May 6, 2014
This article was reported by Medical Xpress.
Medical Xpress reported on a study of a harm-reduction substance use treatment program to help participants reduce stimulant use and decrease sexual risk behavior. Researchers from the University of California, San Francisco (UCSF) and the San Francisco AIDS Foundation (SFAF) evaluated 211 methamphetamine-using men who have sex with men (MSM) who enrolled in the Stonewall Project, an SFAF program for substance-using gay and bisexual men and other MSM. The program uses evidence-based cognitive-behavioral substance use treatment.
Clients could choose abstinence or use harm-reduction strategies such as less potent types of drug use or reducing sexual risk-taking while under the influence. The risk-reduction strategies include condom use during sex, seroadaptive behaviors, and decreasing the number of sex partners. The researchers explained that stimulant use is a key barrier to HIV prevention and care, but the program does not insist on abstinence.
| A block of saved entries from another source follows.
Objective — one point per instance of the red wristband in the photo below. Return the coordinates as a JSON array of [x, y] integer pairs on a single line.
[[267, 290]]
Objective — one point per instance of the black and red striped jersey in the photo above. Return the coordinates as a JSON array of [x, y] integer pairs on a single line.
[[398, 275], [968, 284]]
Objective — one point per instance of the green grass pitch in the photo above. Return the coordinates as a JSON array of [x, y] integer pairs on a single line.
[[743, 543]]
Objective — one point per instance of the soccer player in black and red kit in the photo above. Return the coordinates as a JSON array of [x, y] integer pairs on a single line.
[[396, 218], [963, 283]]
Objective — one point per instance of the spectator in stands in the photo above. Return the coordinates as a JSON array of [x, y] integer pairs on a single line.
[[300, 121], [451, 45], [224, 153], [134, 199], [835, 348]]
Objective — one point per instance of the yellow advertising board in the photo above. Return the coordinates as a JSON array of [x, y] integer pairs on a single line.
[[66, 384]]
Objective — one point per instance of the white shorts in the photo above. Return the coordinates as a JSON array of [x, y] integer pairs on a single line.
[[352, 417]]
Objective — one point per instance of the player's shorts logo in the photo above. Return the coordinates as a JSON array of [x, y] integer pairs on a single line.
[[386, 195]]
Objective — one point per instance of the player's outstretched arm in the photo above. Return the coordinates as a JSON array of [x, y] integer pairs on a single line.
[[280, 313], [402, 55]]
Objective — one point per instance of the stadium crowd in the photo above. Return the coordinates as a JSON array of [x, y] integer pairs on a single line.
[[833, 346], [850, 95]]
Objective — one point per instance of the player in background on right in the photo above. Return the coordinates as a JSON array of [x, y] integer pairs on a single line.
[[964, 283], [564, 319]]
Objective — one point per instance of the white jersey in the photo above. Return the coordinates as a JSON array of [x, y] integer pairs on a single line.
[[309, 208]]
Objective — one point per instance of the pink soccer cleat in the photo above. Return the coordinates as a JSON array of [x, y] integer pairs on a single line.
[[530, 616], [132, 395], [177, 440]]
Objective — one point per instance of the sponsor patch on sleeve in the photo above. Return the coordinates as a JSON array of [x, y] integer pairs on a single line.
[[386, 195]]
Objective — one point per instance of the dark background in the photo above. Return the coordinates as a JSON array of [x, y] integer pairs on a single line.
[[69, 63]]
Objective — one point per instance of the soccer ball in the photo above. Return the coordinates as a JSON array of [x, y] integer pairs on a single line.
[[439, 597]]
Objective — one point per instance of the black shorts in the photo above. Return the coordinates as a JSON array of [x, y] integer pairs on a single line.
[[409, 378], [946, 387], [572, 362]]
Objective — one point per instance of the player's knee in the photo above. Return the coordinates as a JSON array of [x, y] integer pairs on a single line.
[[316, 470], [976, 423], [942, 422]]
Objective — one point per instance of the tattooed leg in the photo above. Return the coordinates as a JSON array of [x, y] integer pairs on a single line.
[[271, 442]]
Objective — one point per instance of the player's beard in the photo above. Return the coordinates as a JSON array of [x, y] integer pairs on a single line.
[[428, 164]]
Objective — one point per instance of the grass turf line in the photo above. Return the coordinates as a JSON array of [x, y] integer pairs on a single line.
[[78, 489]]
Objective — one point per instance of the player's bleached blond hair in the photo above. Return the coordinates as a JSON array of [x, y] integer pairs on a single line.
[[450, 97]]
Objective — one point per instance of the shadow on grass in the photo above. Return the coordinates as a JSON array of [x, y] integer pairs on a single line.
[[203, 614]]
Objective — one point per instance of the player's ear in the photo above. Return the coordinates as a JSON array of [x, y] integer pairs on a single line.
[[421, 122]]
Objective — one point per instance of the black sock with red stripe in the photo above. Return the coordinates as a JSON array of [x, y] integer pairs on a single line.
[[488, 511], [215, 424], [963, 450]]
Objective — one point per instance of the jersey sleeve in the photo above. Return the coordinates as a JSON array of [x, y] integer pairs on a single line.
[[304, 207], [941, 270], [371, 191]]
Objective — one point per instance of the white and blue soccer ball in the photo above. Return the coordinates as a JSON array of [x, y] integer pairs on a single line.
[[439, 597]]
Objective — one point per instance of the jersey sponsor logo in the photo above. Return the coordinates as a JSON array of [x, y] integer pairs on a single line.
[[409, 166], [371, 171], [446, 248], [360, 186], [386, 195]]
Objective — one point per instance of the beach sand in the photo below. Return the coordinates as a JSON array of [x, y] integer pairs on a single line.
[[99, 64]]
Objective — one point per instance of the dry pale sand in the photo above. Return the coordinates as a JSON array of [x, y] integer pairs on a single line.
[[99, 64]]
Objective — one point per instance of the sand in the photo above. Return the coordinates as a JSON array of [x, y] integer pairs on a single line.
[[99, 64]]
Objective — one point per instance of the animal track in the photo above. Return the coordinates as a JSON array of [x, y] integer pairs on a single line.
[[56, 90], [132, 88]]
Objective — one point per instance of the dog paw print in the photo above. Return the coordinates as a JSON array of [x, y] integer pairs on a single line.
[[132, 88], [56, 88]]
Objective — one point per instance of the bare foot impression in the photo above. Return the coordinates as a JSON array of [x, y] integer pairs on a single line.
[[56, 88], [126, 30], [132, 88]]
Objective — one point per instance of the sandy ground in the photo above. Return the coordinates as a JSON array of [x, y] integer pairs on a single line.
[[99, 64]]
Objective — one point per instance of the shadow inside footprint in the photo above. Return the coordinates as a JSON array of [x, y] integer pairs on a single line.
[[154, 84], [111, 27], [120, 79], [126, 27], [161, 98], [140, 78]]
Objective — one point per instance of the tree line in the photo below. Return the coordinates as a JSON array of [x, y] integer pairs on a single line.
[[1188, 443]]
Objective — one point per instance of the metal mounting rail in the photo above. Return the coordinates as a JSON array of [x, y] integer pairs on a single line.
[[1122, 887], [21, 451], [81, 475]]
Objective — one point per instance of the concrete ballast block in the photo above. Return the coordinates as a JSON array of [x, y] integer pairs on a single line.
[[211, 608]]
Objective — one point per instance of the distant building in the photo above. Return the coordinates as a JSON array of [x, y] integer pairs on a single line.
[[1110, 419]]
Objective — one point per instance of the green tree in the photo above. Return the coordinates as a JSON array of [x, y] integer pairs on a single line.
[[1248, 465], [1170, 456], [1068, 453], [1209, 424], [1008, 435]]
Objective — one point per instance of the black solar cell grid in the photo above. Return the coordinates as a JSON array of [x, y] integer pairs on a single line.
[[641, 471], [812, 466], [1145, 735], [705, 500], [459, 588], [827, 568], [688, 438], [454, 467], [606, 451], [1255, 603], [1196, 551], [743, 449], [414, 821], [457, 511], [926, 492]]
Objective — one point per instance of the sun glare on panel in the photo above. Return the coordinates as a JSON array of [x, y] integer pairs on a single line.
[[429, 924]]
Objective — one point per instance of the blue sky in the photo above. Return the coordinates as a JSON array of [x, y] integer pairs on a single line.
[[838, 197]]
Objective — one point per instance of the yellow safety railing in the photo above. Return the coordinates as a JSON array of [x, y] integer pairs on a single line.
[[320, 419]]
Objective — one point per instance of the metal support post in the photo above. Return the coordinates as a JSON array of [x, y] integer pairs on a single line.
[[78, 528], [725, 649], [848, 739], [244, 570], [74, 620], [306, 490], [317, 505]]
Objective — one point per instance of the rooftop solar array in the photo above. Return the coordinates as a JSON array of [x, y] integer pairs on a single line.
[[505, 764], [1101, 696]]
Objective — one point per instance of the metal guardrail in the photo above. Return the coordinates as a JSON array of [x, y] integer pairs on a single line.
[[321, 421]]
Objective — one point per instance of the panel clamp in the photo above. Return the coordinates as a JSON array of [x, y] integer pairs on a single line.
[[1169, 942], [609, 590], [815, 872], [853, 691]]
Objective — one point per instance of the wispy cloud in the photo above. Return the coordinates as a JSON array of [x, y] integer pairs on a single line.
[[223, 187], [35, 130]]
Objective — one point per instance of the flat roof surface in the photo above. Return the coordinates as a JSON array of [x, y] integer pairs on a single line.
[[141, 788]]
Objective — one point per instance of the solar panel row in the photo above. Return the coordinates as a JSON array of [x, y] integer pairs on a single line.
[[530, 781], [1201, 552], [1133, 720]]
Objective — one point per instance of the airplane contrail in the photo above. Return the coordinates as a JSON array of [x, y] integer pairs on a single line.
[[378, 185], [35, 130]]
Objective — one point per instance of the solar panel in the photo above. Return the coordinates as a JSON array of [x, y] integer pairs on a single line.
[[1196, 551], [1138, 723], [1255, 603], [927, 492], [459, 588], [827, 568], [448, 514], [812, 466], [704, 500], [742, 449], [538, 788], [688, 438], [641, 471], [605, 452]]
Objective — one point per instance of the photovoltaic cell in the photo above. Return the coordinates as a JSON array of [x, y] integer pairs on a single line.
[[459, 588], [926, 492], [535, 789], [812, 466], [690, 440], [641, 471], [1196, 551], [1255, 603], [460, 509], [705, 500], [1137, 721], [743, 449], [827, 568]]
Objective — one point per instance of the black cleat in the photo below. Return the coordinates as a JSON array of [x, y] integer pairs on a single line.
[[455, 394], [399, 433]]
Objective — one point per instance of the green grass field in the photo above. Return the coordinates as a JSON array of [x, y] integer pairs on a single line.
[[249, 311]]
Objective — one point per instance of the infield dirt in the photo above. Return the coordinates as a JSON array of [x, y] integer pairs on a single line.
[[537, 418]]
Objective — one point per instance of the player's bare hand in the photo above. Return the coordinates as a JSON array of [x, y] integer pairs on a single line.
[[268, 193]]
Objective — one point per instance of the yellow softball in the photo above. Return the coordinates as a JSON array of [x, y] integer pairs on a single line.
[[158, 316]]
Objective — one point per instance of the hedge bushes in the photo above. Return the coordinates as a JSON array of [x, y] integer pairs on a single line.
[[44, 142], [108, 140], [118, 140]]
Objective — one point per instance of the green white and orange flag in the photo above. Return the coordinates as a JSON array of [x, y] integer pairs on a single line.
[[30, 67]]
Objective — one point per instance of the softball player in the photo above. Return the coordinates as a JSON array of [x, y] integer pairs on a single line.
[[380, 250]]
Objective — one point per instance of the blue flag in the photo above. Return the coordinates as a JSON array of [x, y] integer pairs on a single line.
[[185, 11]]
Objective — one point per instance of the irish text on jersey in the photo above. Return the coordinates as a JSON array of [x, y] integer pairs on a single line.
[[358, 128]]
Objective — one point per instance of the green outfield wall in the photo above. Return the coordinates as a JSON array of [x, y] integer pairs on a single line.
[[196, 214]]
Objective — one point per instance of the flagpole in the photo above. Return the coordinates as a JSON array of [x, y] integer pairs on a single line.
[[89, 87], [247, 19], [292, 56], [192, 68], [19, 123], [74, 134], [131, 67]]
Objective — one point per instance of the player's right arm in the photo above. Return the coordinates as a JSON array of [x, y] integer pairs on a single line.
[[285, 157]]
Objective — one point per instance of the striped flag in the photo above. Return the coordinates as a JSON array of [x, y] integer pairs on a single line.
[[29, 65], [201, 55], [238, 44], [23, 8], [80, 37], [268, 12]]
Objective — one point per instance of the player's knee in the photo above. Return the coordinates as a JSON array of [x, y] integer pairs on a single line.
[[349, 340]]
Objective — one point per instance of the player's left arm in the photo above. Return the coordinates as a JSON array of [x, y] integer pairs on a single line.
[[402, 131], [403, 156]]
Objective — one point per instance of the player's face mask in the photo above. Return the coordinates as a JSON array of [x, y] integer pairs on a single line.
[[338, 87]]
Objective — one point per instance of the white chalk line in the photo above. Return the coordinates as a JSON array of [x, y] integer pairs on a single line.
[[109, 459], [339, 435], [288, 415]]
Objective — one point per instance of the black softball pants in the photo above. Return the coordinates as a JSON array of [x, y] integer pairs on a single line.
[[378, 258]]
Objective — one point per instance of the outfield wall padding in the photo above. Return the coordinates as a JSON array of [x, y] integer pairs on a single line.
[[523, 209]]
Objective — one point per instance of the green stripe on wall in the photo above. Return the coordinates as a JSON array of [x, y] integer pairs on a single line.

Instead, it worked with clients whether or not they were able to stop using, to teach them better ways of caring for themselves and improving their lives.
Adam W. Carrico, Ph.D., UCSF assistant professor of nursing, noted that participants reported that even when they used methamphetamine, they followed HIV risk-reduction strategies after participating in Stonewall. Michael V. Discepola, MA, director for the Stonewall Project at SFAF, concluded that helping HIV-positive clients adhere to their treatment program not only improved their health, but also reduced the likelihood of HIV transmission. Carrico suggested a larger randomized controlled trial comparing abstinence-based and harm-reduction approaches as a follow-up to this study.
The full report, "Community-Based Harm Reduction Substance Abuse Treatment With Methamphetamine -- Using Men Who Have Sex With Men," was published online in the Journal of Urban Health (2014; doi: 10.1007/s11524-014-9870-y).